If you really want to cycle through such values, then two techniques may work:
1)use $form->record->_properties["hours_$i"]->
to call get_value and set_value methods.
2) Use the following construct
$name = "hours_$i";
$array = & $form->record->$name;
and then access the values using $array[].
Both look clumsy, but the situation is very rare.
I got it to work using the following syntax:
$form->record->{"hours_$i"}[$j]=...
As it seems to be the right place, I want to change the Display Value of a submit button.
But first I should check for is_record_existing so it's not possible at declaration time.

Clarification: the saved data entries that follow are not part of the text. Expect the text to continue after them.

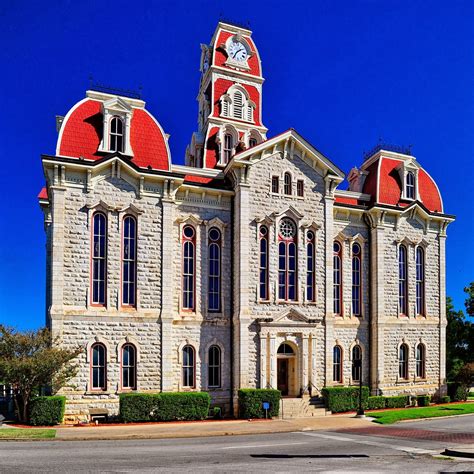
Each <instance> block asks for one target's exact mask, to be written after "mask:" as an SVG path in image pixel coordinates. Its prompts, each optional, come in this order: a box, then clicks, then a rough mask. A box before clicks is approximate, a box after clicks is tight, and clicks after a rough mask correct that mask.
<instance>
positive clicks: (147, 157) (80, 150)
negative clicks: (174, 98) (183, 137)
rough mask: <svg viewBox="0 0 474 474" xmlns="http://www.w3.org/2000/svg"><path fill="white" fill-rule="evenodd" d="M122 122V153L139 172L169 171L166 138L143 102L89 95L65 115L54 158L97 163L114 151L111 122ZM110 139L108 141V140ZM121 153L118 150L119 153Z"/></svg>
mask: <svg viewBox="0 0 474 474" xmlns="http://www.w3.org/2000/svg"><path fill="white" fill-rule="evenodd" d="M114 118H118V119H119V120H120V121H121V127H122V128H121V129H120V130H119V132H121V134H122V139H121V140H122V142H121V152H122V153H123V154H124V155H128V156H130V158H131V161H132V162H133V163H135V164H136V165H137V166H138V167H140V168H148V167H151V168H152V169H156V170H169V169H170V165H171V157H170V152H169V148H168V142H167V138H166V136H165V134H164V132H163V129H162V128H161V126H160V124H159V123H158V122H157V121H156V119H155V118H154V117H153V116H152V115H151V114H150V113H149V112H148V111H147V110H146V109H145V102H143V101H141V100H137V99H129V98H126V97H118V96H112V95H110V94H105V93H99V92H95V91H88V92H87V97H86V98H85V99H83V100H81V101H80V102H78V103H77V104H76V105H74V106H73V107H72V108H71V110H70V111H69V112H68V113H67V115H66V117H65V118H64V121H63V123H62V126H61V130H60V132H59V136H58V142H57V146H56V155H60V156H66V157H69V158H81V159H86V160H93V161H96V160H99V159H101V158H103V157H104V156H106V155H108V154H110V153H113V152H114V151H117V147H115V149H111V148H110V142H109V139H110V138H111V135H114V134H115V135H117V134H118V133H117V130H115V129H114V128H113V127H112V125H111V121H112V120H113V119H114ZM109 136H110V137H109ZM118 151H120V150H118Z"/></svg>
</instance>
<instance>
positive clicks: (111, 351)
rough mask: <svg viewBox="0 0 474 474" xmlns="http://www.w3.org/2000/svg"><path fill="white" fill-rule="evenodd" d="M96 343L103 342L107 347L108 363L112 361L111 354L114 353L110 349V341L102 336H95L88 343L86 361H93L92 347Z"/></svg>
mask: <svg viewBox="0 0 474 474" xmlns="http://www.w3.org/2000/svg"><path fill="white" fill-rule="evenodd" d="M94 344H102V345H103V346H104V347H105V352H106V361H107V363H109V362H110V356H111V354H112V351H111V350H110V343H109V341H108V340H107V339H105V338H104V337H102V336H95V337H94V339H91V340H90V341H89V342H88V343H87V344H86V363H88V364H89V363H90V362H91V349H92V346H93V345H94Z"/></svg>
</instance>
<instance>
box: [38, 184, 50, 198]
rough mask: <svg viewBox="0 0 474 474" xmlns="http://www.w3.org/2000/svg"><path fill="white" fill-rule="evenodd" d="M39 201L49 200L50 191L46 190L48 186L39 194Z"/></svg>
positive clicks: (41, 190)
mask: <svg viewBox="0 0 474 474" xmlns="http://www.w3.org/2000/svg"><path fill="white" fill-rule="evenodd" d="M38 199H48V190H47V189H46V186H43V187H42V188H41V191H40V192H39V194H38Z"/></svg>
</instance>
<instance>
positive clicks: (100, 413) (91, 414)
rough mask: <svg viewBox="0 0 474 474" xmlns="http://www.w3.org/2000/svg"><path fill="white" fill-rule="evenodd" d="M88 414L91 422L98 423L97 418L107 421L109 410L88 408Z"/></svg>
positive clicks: (100, 419) (101, 408) (104, 408)
mask: <svg viewBox="0 0 474 474" xmlns="http://www.w3.org/2000/svg"><path fill="white" fill-rule="evenodd" d="M89 416H90V419H91V421H92V422H94V421H95V422H96V424H98V423H99V420H102V421H107V419H108V417H109V410H108V409H107V408H89Z"/></svg>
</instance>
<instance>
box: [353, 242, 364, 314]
mask: <svg viewBox="0 0 474 474" xmlns="http://www.w3.org/2000/svg"><path fill="white" fill-rule="evenodd" d="M361 254H362V252H361V248H360V245H359V244H357V243H355V244H353V245H352V314H353V315H354V316H360V315H361Z"/></svg>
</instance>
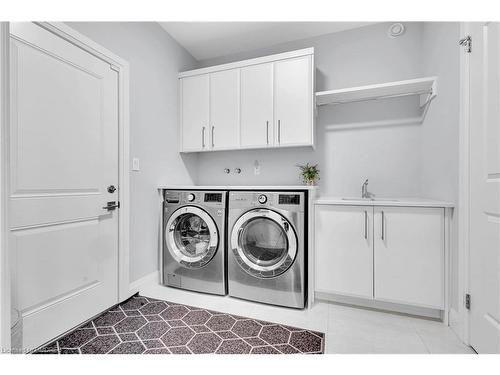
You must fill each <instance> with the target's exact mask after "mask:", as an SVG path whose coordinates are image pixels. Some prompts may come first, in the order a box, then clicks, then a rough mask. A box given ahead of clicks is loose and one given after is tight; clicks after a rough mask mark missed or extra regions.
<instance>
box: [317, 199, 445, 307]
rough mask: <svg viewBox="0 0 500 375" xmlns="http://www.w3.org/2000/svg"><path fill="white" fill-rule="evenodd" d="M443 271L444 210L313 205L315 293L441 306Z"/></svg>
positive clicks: (444, 224)
mask: <svg viewBox="0 0 500 375" xmlns="http://www.w3.org/2000/svg"><path fill="white" fill-rule="evenodd" d="M365 228H366V229H365ZM365 236H366V238H365ZM444 275H445V217H444V208H428V207H379V206H375V207H373V206H347V205H327V204H325V205H316V206H315V291H316V292H317V293H321V294H332V295H340V296H347V297H361V298H365V299H370V300H375V301H381V302H390V303H396V304H403V305H412V306H417V307H424V308H431V309H437V310H444V309H445V306H444V301H445V284H444Z"/></svg>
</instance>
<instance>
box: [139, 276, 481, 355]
mask: <svg viewBox="0 0 500 375" xmlns="http://www.w3.org/2000/svg"><path fill="white" fill-rule="evenodd" d="M141 294H143V295H148V296H151V297H154V298H158V299H163V300H168V301H172V302H176V303H183V304H191V305H197V306H202V307H203V308H206V309H212V310H215V311H223V312H226V313H229V314H236V315H243V316H247V317H249V318H253V319H260V320H266V321H272V322H276V323H280V324H285V325H290V326H295V327H301V328H305V329H310V330H313V331H317V332H324V333H325V338H326V340H325V345H326V346H325V353H389V354H390V353H449V354H467V353H474V351H473V350H472V349H471V348H470V347H468V346H466V345H464V344H463V343H462V342H461V341H460V340H459V338H458V337H457V336H456V335H455V333H454V332H453V331H452V330H451V329H450V328H449V327H446V326H445V325H444V324H442V323H441V322H437V321H432V320H427V319H420V318H416V317H409V316H404V315H397V314H390V313H385V312H378V311H373V310H366V309H360V308H354V307H348V306H342V305H338V304H333V303H326V302H319V303H316V304H315V305H314V306H313V307H312V308H310V309H307V310H294V309H287V308H281V307H275V306H269V305H263V304H258V303H253V302H248V301H243V300H239V299H234V298H231V297H227V296H226V297H220V296H211V295H205V294H200V293H193V292H188V291H183V290H178V289H174V288H166V287H163V286H161V285H158V284H156V283H151V284H147V285H143V287H142V288H141ZM195 301H196V303H195Z"/></svg>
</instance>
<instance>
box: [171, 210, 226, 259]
mask: <svg viewBox="0 0 500 375" xmlns="http://www.w3.org/2000/svg"><path fill="white" fill-rule="evenodd" d="M165 241H166V242H167V244H166V245H167V248H168V250H169V252H170V255H172V257H173V258H174V259H175V260H176V261H177V262H178V263H179V264H181V265H182V266H184V267H186V268H201V267H203V266H205V265H206V264H207V263H208V262H210V260H211V259H212V258H213V256H214V254H215V252H216V251H217V247H218V244H219V234H218V232H217V226H216V225H215V222H214V220H213V219H212V218H211V217H210V216H209V215H208V214H207V213H206V212H205V211H204V210H202V209H201V208H198V207H194V206H185V207H181V208H179V209H178V210H177V211H175V212H174V213H173V214H172V215H171V216H170V218H169V219H168V221H167V225H166V228H165Z"/></svg>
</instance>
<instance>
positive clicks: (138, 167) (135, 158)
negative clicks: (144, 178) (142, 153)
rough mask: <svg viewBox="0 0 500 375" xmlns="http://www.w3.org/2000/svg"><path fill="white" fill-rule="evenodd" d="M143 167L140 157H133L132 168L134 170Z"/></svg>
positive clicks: (135, 169)
mask: <svg viewBox="0 0 500 375" xmlns="http://www.w3.org/2000/svg"><path fill="white" fill-rule="evenodd" d="M140 169H141V168H140V166H139V158H133V159H132V170H133V171H139V170H140Z"/></svg>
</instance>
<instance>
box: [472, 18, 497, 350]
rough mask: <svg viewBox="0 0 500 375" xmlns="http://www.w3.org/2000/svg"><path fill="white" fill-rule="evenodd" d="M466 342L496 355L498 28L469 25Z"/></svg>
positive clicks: (489, 24)
mask: <svg viewBox="0 0 500 375" xmlns="http://www.w3.org/2000/svg"><path fill="white" fill-rule="evenodd" d="M471 36H472V53H471V54H470V90H471V91H470V99H469V100H470V178H471V181H470V194H471V195H470V285H469V288H470V294H471V310H470V344H471V345H472V347H474V349H475V350H476V351H477V352H478V353H500V151H499V149H500V56H499V53H500V27H499V23H497V22H492V23H487V24H484V23H474V24H472V25H471Z"/></svg>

So what exactly is the appropriate method or variable that will change the Submit buttons display value?
If I understand you correctly, you want the label on the button to show different text, depending on whether the record is an existing one or a new one.
The way buttons are implemented is such that you cannot do it - the form processor looks for matching button name and button label pairs among submitted values. You can change the label before displaying the form, but the part that restores the form from the submitted values won't know about the change, unfortunately.
What I do instead, is define two buttons, and then hide the one that I don't need in the pre-display trigger (assuming that you are using standard layouts).